There Was A Broken Family

We five had cracked and mended and torn connections.  Loyalty given, loyalty betrayed; anger and hurt and love alternated like electrical current.  Mom and dad had a steamy heat turned bitter.  Carole, lived to escape the turmoil.  Helen thrived on stirring the pot, her mimic of mom.  I tried to be good, so I wouldn’t get in trouble.

By the time I went to first grade I was fully accustomed to being alone.  Carole and Helen were  7 and 5 years older than me and rarely included me in anything. We lived on a secluded farm, so I was without playmates.  I had my dog, my mud-pies, my daydreaming.  When we moved to town I enjoyed the company of kids my age, but I hesitated to bring anyone home.  There were too many issues–arguing, yelling, cussing and clutter.  And I didn’t have a bedroom, something everyone had.
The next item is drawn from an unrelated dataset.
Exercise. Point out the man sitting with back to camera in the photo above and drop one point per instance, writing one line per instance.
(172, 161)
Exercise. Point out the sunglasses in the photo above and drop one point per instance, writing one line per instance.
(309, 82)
I was always embarrassed by my looks.  I had dad’s teeth.   He had the Jolly gap–a space between his front teeth.  Those yellow stub-fangs of his were so prominent, so crude, so abnormal.  I had that same space and it felt like a label of the undesirable,  lower class.  My hair was always a problem–thin, wispy, uncontrolled.  My feet were abnormal too–weak ankles.  The solution was clunky shoes for the “impaired”.  I wore mostly hand-me-downs, which seldom fit my long, skinny form.  All the neighborhood kids had new clothes, new bikes, normal shoes and teeth and of course, their own bedrooms.  They had moms that were happy and energetic and didn’t yell at them for spilling their milk.  Their dads were doctors and teachers and business owners.  My dad sold fish and mom worked in the dress factory.  The conclusions were everywhere, sometimes subtle, sometimes not too.

By high school my self-consciousness had grown.  I enjoyed learning but I wanted to be invisible.  Every Monday morning I stopped in the school office to buy my lunch tickets for the week.  Though the staff seemed friendly, my replies always stuck in my mouth.  They knew who I was.  They knew I was Carole and Helen’s younger sister.  I wasn’t pretty like them.  I wasn’t popular.  I wasn’t active in clubs.  Was she pregnant too? Each day after school I disappeared into my own world of music and dance and  horses.  I got my teeth fixed, but it didn’t solve my problems.

By the time I graduated and left for college, Carole was back home with her two kids.  Helen was a mother and beautician.  I was worn out from trying to make peace between mom and dad.